The first night was the worst, sleep was almost hard to find, I tossed and it turned, only to have 15 minute checks to make sure I was ok. After a day or two those changed to half hour checks, because the first few days if your there because your suicidal, your on suicide watch which means no privileges. The doctors have to keep you on that for 72 hours and if you showed improvement then you would be moved up on the level system which meant more privileges.

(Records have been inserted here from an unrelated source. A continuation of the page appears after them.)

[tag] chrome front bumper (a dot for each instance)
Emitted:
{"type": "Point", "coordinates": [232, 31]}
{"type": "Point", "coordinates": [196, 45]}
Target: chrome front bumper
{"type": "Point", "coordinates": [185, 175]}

The next morning we had to get up early they wanted us on a strict routine, that’s a important aspect of the structure of the way the hospital works. After breakfast, we would have big group meeting which would be a time to get to know the other patients and offer each other support. Then we were assigned groups based on what our personal needs were. Of my favorite groups was the art class, encouraged to portray our feelings in a creative way, and made some awesome crafts and wood projects. They kept us very busy. We would meet with our doctor, our caseworker, our family and then throughout the week we would have combined meetings with our team to come up with best treatment plan.
Being hospitalized especially against your will is scary, but its for the best interest of the patient to get the help they need, it can be scary, that first time, not knowing what to expect and when so much is taken from us, its change, the doctors are there to help you make the changes you need to make and change is scary. Yet like with everything in life you can fight it or you can embrace it, I will be honest, I didn’t always embrace the change. But if you’re willing to except the help they offer its so worth the outcome. No one likes living on the edge of their sanity, so embrace it, step by step, change doesn’t happen overnight, so don’t be hard on yourself.
My hospitalizations lasted anywhere from 5 days to 3 weeks, depending on how severe my lack of mental stability was. Sometimes it wasn’t that I was suicidal, my meds just needed to be adjusted, so those would be shorter stays at times. Part of embracing the treatment is letting your guard down and talking opening and honestly with your doctors. Over the years I had 9 inpatient stays on the psych wards.
I’ve felt every emotion, been to the edge of loosing myself. There is good news there is hope, there is always Hope! The light that once lit up your life can return. It’s been 12 LONG years since I’ve had to be hospitalized for my bipolar, yes I’ve been stable that long, I’m only on 1 med for my depression.
I know though if I had never walked a long corridor to the door at the end of the hallway in that psychiatric hospital I never would of fully known or understood why you’re afraid or how you feel or to be able to empathize with you. I do care and I am here for you!